Table of contents
- Trial overview
- Who was studied
- What was measured
- Study design and phase
- What the trial was trying to learn
- Key terms explained
Trial overview
The clinical trial for GSKVX000000034792 was a vaccine study in healthy younger and older adults.[1] It was designed to find and confirm the dose and to assess safety, reactogenicity, and immune response.[1]
The study looked at prevention of influenza infection, which means it focused on helping the body build protection against the flu before infection happens.[1]
Who was studied
The trial included healthy volunteers, split into younger and older adults.[1] This matters because immune responses can be different in different age groups, so the study could compare how well the vaccine worked across ages.[1]

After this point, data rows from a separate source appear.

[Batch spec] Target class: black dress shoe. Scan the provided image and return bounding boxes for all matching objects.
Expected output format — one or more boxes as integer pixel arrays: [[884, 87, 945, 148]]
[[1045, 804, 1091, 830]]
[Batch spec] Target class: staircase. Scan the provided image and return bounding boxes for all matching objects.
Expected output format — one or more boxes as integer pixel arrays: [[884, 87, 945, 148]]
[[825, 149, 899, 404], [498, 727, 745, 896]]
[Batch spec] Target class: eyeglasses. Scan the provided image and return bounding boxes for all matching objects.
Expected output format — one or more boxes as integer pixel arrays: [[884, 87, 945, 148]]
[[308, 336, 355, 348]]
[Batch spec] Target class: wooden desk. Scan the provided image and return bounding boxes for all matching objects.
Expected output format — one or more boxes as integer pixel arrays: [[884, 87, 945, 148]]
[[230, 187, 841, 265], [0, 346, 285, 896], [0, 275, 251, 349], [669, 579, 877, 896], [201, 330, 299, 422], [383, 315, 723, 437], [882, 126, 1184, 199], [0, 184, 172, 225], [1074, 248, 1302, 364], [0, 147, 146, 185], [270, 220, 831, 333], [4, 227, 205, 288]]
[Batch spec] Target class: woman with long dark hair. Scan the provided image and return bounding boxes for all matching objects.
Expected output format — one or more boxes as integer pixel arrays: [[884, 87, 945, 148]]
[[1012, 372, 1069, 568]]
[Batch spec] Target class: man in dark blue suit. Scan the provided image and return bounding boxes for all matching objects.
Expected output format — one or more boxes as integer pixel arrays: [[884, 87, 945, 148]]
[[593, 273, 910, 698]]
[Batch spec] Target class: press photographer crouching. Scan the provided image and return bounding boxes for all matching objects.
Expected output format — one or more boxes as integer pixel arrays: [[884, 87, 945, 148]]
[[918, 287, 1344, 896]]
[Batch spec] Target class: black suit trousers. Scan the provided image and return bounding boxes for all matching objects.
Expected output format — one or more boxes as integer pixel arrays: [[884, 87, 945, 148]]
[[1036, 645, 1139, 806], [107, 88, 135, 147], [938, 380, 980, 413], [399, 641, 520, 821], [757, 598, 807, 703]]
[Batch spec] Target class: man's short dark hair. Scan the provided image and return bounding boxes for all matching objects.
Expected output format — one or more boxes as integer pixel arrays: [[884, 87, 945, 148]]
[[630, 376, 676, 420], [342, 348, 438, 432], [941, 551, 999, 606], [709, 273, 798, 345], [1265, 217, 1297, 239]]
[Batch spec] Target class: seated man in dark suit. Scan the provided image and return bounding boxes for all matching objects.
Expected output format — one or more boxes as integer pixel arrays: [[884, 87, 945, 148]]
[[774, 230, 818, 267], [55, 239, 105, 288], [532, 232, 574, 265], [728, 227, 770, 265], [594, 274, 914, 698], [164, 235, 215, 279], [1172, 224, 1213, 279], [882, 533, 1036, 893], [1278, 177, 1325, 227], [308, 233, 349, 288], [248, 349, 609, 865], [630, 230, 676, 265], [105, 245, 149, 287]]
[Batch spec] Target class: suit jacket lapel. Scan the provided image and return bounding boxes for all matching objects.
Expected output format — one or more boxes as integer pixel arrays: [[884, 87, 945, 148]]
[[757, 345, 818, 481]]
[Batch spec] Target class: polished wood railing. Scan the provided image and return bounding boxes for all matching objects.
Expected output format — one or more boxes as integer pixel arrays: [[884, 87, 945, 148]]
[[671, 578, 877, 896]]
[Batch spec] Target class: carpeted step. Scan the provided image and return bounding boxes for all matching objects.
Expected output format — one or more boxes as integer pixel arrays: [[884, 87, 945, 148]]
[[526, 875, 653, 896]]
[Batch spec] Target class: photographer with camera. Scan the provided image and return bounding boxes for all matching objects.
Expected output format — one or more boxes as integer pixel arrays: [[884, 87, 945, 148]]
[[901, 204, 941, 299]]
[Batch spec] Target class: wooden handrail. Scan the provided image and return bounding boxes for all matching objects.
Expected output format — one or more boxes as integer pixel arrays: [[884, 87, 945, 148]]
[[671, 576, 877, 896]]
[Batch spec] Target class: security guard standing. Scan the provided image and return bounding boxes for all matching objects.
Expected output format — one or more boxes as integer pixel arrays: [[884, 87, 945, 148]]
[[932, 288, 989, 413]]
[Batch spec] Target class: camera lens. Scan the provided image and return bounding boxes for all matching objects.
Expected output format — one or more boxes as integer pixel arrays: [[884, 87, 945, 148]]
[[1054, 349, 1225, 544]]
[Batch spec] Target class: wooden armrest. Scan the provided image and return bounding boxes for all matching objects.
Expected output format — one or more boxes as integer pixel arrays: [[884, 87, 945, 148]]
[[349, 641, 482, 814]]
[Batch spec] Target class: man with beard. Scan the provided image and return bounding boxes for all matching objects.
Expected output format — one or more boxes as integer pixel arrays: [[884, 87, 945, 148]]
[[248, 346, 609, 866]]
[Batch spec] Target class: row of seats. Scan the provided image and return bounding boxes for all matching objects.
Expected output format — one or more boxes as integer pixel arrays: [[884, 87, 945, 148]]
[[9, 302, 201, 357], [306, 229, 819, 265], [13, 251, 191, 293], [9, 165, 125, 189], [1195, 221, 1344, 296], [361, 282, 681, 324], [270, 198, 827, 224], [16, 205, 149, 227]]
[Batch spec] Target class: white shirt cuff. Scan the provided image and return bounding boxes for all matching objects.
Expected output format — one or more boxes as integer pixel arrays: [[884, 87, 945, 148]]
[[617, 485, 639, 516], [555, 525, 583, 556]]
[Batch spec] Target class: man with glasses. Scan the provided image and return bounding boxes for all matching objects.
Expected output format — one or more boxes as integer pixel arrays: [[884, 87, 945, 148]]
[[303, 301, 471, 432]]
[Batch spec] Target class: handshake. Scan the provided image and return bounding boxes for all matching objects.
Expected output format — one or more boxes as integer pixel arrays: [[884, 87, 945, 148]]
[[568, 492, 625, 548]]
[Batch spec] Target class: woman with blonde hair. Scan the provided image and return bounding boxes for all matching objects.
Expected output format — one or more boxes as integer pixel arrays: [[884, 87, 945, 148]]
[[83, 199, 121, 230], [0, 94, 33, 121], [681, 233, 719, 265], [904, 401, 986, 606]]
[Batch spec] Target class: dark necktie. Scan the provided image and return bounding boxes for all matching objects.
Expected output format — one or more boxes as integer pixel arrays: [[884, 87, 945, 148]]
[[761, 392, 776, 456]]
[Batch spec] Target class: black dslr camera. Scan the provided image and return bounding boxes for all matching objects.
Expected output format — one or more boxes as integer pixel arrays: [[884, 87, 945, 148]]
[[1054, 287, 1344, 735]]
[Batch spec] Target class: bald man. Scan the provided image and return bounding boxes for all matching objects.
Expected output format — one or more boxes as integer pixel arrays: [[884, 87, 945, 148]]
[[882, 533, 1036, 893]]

The study was not focused on people who already had influenza. It was aimed at prevention in people who were healthy at the time of vaccination.[1]
Study design and phase
This was an interventional study, which means researchers gave the study vaccine and then observed what happened.[1] The phase was Phase 1/2, an early stage of clinical testing that combines safety and dose finding with early immune response testing.[1]
The trial was completed and enrolled 1272 participants.[1] The study also included comparison vaccines, which helped researchers compare the immune response and safety profile across different study groups.[1]
What was measured
The main outcomes focused on safety and reactogenicity.[1] The study measured local events at the injection site and systemic events in the body from Day 1 to Day 7.[1]
It also measured unsolicited adverse events from Day 1 to Day 28, serious adverse events from Day 1 to Day 183, adverse events of special interest from Day 1 to Day 183, and medically attended events from Day 1 to Day 183.[1] In Phase 1 only, the study checked for changes in laboratory values from normal to clinically significant abnormal results after vaccination.[1]
For immune response, the trial measured geometric mean titer (GMT), geometric mean increase, seroconversion rate, and whether antibody levels reached a set cut-off value for two antigens at Day 29.[1] These measures help show whether the vaccine triggered the body to make antibodies against the flu antigens.[1]
What the trial was trying to learn
The brief summary shows two main goals: to evaluate the safety and reactogenicity profile of the investigational study intervention, and to evaluate the humoral immune response.[1] Humoral immune response means the part of the immune system that makes antibodies in the blood.[1]
Because the study was in healthy adults, the results are most useful for understanding how the vaccine performs in people without current influenza illness.[1] The trial data do not provide a treatment claim for sick patients; they describe a prevention-focused vaccine study.[1]
Key terms explained
Solicited events are symptoms or reactions that researchers ask participants about on purpose, usually soon after vaccination.[1] Unsolicited adverse events are any other unwanted medical problems that participants report during the study period.[1]
Serious adverse events are medical problems that are more severe, such as those that are life-threatening or need hospital care.[1] Medically attended events are problems that lead a participant to seek medical care.[1]
Antigen means a part of the vaccine or virus that the immune system recognizes and responds to.[1] Seroconversion means a change in blood test results that shows a new antibody response after vaccination.[1]